En cambio, pudo haber sido la frase sentida, a los 18 años, en un café universitario de Rosario, una frase que obligaba (oh, maravillosa emulación) a ir corriendo a comprar en secreto el autor desconocido: 'Es increíble, a esta facultad llega gente que no sabe quién es Saussure'. O Spitzer, Auerbach, Lúkacs y Blanchot; o Camus, que complacía sospechosamente a la revista Sur; o Sartre, fulgurante e irremplazable, ese Sartre crepuscular y fatigado de los sesenta. O Barthes, que supuso la inapelable necesidad de la teoría. O la revista Setecientos Monos. O, en 1969, la crítica de una novela hoy clásica: Cicatrices, del gran Juan José Saer. Según sus comentadores, Saer enseñaba cómo girar sobre Rayuela y abandonar su órbita. Aprendí a poner en relación -y a separar- Cicatrices y Rayuela leyendo a los comentadores; aprendí, por tanto, a leer leyendo a los críticos.

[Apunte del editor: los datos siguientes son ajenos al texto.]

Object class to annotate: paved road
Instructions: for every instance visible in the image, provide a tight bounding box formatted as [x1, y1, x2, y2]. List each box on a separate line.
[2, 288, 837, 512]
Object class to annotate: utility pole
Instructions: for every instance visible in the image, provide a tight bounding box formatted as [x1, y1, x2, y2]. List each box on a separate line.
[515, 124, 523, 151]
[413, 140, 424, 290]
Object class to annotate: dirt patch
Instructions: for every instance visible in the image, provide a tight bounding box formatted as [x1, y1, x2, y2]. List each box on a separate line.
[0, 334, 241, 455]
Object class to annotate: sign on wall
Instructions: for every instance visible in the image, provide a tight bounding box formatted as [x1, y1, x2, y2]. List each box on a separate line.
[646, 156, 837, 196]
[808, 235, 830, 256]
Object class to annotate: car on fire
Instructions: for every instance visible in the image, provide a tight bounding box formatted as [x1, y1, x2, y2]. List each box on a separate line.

Desde un sitial ahora vacío, aunque siempre añorado, escribió en 1932 Alfonso Reyes: 'El goce de la lectura se define, como todos, por el recuerdo, cómputo definitivo de los bienes acumulados'. 'Cómputo definitivo de los bienes acumulados' es una buena definición de la tradición literaria, de lo que actualmente llamamos canon. Pero lo definitivo es inamovible; el recuerdo puede enumerarlo, no modificarlo. Por eso no hay que satisfacerse con la evocación de las lecturas infantiles y desconfiar de la nostalgia del cómputo definitivo de cualquier goce; por definitivo, extinguido, como la inocencia. Mejor reivindicar lo que viene después: la literatura secundaria, la multiplicada intermediación, el microscópico repliegue del verso o de la sentencia. Lo que importa es llegar a la lectura no hecha, la que supone todas las pretéritas y, al mismo tiempo, quiere anularlas. Y ése es el campo de la crítica, doble molesto, andrajoso, un poco ridículo, pero vivo, del 'cómputo definitivo de los bienes acumulados'.